Is the once mighty Michelin is losing ground as the awarder of the most coveted culinary accolades?
As I’ve already mentioned, in the last couple of years Michelin has tried to break new ground – extending its operations beyond Europe to New York and, more recently, to East Asia. The reason, according to the New York Times, isn’t so much ambition as desperation:
Michelin is expanding to new markets to compensate for its declining influence in Europe, where it has lost readership to the Internet and the shifting demands of consumers who no longer want their tastes dictated to them. Michelin says it sells about one million guides a year worldwide, of which a growing proportion has been outside Europe.
It seems that the Tokyo edition of Michelin’s Guide wasn’t universally well received. Some restaurateurs refused to allow their establishments to be listed, citing concerns over Michelin’s inspectors’ ability to understand and comment on Japanese food – this in spite of Michelin engaging Japanese inspectors to work alongside their French team. And it’s reported that some Japanese buyers of the Guide who visited restaurants awarded three Michelin stars had their high expectations dashed.
In the light of all this, it’s perhaps not surprising that Hong Kong and Macau chefs and restaurant owners are sceptical about the value of the Michelin Guide for Hong Kong and Macau that’s due to be released in December 2008. The Caterer quotes food critic Hugo Leung as saying that “Chinese cuisines have so many varieties and even a guide like Michelin can’t represent everybody’s tastes in food”.

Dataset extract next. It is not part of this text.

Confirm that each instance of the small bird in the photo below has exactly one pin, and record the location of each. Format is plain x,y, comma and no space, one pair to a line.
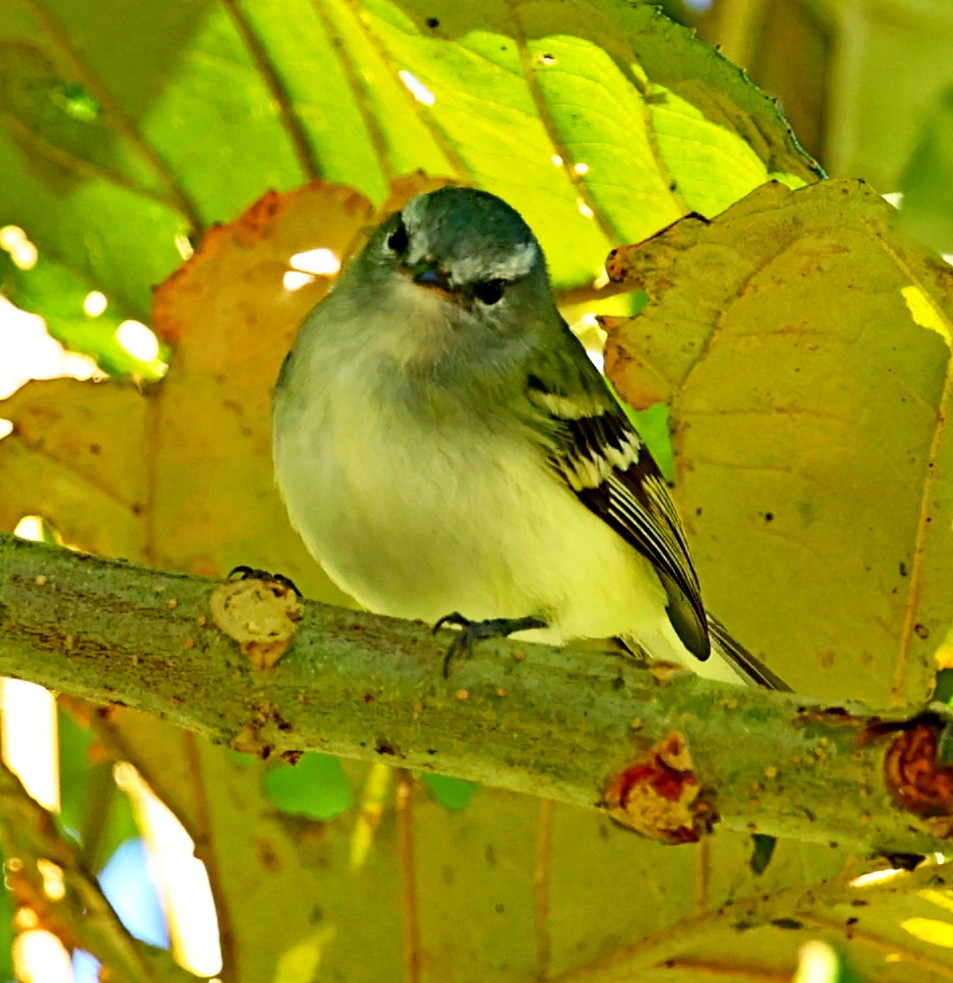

This cool reception comes on top of several high-profile criticisms of Michelin earlier this year. In April, Waitrose Food Illustrated carried comments by six leading chefs, including Marco Pierre White, one-time youngest holder of three Michelin stars, who claimed that there were at least 50 restaurants in England that were as good as New York’s two-star rated establishments, rather than the 10 that Michelin had actually given that rating. WFI editor William Sitwell was quoted at the time as saying that “We’ve moved on from these preachings and I think more and more people go by word of mouth when choosing where to eat.”
Michelin’s rivals have been quick to seize the opportunity offered by its malaise. At the end of August Harden’s guide announced that Gordon Ramsay had been dethroned as best chef in London by his former protégé, Marcus Wareing, blaming Ramsay’s apparent preoccupation with media activities for the decline of his restaurants’ standards. However, Gordon Ramsay Holdings’ hit back, suggesting that Harden’s editors were seeking to generate publicity for their guide by using negative spin, and that Michelin remained the “ultimate gauge of success” for the industry as a whole.
So who’s to be believed? Are some awards more equal than others? Well, perhaps. And, whatever Michelin’s faults, its reputation still counts for something. But surely it makes sense not to base your choice of restaurant on a single arbiter – especially when it’s so easy these days to get a range of different (and respected) views over the Internet.